Participatory Design in Practice

Participatory Design in Practice

Participatory design is an approach to design strategy that brings customers into the heart of the design process. Also known as “co-creation”, “co-design”, or “cooperative design”, it emcompasses techniques useful to both initial discovery and subsequent ideation phases of a project.

Participatory Design in Practice Finding deeper nuance for a large health insurance network.
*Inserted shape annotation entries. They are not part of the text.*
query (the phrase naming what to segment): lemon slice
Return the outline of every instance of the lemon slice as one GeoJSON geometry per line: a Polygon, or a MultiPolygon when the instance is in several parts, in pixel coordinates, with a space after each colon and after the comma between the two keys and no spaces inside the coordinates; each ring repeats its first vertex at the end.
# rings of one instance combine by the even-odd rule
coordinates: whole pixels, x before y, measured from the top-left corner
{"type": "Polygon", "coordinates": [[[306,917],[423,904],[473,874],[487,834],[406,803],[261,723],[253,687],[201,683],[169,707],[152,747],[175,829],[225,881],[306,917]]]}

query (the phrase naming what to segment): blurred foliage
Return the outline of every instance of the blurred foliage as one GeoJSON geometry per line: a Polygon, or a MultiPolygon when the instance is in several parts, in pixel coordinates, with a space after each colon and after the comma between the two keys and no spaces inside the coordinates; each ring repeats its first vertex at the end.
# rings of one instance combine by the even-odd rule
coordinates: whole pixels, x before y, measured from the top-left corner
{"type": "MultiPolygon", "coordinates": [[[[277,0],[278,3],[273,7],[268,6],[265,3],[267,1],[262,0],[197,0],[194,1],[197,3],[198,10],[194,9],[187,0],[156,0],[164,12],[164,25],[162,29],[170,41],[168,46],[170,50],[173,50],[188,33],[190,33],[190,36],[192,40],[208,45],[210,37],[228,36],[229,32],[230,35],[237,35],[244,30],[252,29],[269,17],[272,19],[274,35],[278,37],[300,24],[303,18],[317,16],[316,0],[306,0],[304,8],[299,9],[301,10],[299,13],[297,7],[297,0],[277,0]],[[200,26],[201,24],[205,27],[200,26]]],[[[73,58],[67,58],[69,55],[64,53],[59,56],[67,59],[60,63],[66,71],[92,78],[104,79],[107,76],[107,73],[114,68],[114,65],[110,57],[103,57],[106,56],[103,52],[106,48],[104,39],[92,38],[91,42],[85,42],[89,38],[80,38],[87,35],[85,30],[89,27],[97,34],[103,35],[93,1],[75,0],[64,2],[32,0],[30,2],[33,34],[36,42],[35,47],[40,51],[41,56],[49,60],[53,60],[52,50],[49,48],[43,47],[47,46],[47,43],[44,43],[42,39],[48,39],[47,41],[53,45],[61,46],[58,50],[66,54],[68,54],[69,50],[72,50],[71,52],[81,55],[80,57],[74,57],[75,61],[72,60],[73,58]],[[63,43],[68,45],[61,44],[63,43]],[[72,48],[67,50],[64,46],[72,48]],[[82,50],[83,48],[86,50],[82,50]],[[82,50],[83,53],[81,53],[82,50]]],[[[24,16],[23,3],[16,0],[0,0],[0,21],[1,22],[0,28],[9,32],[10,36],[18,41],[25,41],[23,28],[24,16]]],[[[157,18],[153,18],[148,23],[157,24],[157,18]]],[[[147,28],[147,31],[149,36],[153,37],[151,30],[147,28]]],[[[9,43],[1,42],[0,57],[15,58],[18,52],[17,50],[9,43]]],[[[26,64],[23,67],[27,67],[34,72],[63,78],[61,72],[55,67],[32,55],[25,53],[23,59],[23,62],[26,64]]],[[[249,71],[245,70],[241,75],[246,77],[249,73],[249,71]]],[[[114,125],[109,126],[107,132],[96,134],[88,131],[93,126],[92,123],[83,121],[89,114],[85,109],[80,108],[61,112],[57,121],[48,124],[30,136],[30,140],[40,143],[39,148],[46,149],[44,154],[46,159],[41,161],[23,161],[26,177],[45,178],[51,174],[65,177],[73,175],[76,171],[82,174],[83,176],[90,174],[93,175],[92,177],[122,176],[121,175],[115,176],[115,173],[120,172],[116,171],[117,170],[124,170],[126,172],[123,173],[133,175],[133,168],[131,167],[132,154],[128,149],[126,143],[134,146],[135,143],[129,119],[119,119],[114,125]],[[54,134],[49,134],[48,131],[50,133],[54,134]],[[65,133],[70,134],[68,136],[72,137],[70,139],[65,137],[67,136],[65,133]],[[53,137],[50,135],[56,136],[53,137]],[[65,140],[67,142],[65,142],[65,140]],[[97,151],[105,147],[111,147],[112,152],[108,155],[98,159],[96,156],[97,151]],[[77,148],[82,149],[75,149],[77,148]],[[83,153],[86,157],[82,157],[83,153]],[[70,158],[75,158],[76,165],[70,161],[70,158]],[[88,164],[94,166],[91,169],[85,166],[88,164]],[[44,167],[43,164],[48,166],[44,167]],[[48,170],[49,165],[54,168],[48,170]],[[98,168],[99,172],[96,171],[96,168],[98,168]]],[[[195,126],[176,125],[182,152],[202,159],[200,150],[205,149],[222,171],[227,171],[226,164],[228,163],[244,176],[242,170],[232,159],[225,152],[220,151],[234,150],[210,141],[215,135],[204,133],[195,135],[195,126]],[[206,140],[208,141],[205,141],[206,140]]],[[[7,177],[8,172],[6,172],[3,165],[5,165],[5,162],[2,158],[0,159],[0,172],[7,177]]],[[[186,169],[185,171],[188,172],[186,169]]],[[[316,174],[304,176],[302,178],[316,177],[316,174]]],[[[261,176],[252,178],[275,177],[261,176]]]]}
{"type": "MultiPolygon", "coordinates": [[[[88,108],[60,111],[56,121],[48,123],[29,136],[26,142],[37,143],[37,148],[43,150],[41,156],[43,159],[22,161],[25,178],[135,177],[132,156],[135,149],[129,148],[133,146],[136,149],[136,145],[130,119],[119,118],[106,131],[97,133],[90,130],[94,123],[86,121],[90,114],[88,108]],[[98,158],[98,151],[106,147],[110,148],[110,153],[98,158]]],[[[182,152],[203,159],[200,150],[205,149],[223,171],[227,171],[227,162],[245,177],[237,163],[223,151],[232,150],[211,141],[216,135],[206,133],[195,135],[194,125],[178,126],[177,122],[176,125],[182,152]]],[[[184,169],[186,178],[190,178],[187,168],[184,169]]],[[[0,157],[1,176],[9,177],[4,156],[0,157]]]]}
An health insurance provider sought to design a new member portal that provides a highly personalized and anticipatory digital experience for all members.

The design process was supported by participatory design sessions.

Role of Participatory Design:

Love Letter/Breakup Letter Activity: This method provides insight into customers’ perceptions by eliciting feelings of appreciation, frustration, or aversion through writing a hypothetical love letter or breakup letter directed at the service or organization.

Empathy Collage: Visual associations allow people to re-frame their perspective and make potentially abstract connections between their experiences with a product or service.

Magic Screen Activity: Providing participants with materials that allow them to engage in a hands-on “making” activity provides us with a sense for what features or functionality may be most important (or least important), and often reveals insights about customers’ mental model for interactions.

Result: This work resulted in a personalized, anticipatory experience that included certain tools and content identified by customers as higher priority than the organization’s stakeholders and designers expected. There are a few more interesting case studies for reference in the original article.

In sum: Involving the people we’re serving through design as participants in the process helps ensure that our solution addresses their life holistically. People can often identify hidden opportunities and potential design value through a co-creation process.